Z-Wave and WiFi operate on different frequencies, so your Z-Wave hub won’t affect your WiFi network, regardless of how many devices you have on it. Of course, the devices on your WiFi network won’t be able to communicate with the devices on your Z-Wave network, but that may not matter to you. Zigbee, though, uses the same radio frequency as WiFi – 2.4 GHz – so they will likely interfere with each other.

The Future

WiFi, Z-Wave, and Zigbee are all well-established and continue to evolve. WiFi has been available since 1997. Z-Wave was introduced in 2001, initially for businesses that needed to connect many devices to a network. Zigbee became standardized in 2004.

Analyst firm Gartner predicts that products and services based on the Internet of Things (IoT) will generate $300 billion revenue by 2020, with sales of 26 billion devices. Given that home automation is a rapidly growing market, it’s unlikely that WiFi, Z-Wave, or Zigbee will become unavailable anytime soon.
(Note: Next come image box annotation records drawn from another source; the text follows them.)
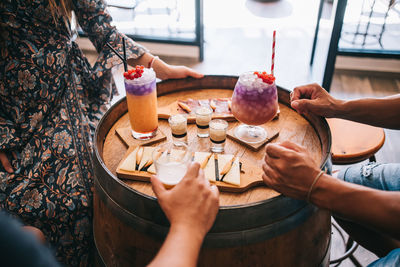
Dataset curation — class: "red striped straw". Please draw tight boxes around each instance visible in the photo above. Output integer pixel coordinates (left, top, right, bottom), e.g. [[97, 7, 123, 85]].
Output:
[[271, 30, 276, 75]]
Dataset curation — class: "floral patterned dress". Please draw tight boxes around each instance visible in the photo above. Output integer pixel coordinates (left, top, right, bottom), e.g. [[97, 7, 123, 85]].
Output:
[[0, 0, 145, 266]]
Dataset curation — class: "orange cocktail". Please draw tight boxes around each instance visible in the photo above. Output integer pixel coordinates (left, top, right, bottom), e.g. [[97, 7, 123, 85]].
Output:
[[124, 66, 158, 140]]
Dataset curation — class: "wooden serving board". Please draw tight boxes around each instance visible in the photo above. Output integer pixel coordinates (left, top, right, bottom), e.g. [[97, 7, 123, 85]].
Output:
[[101, 75, 331, 206], [115, 126, 167, 147], [158, 96, 236, 123], [116, 146, 264, 193]]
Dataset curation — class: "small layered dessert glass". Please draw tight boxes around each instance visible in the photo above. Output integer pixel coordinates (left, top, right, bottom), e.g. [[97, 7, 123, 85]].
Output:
[[210, 119, 228, 153], [232, 72, 279, 143], [168, 114, 187, 146], [124, 66, 158, 140]]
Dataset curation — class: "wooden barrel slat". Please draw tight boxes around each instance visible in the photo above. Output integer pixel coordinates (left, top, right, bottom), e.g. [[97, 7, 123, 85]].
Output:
[[94, 76, 331, 266]]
New protocols are being introduced, but they will have to have competitive advantages to capture significant market share. However, the IoT is still in its early stages and a significant breakthrough could produce a new market leader.

So which protocol should you use? Your decision may be based on personal preference. If you’re a person who likes to have the latest technology and the smartest home in your neighborhood, you’ll likely want a hub solution. If you want the simplest and lowest cost solution, WiFi should be more than adequate to serve your needs.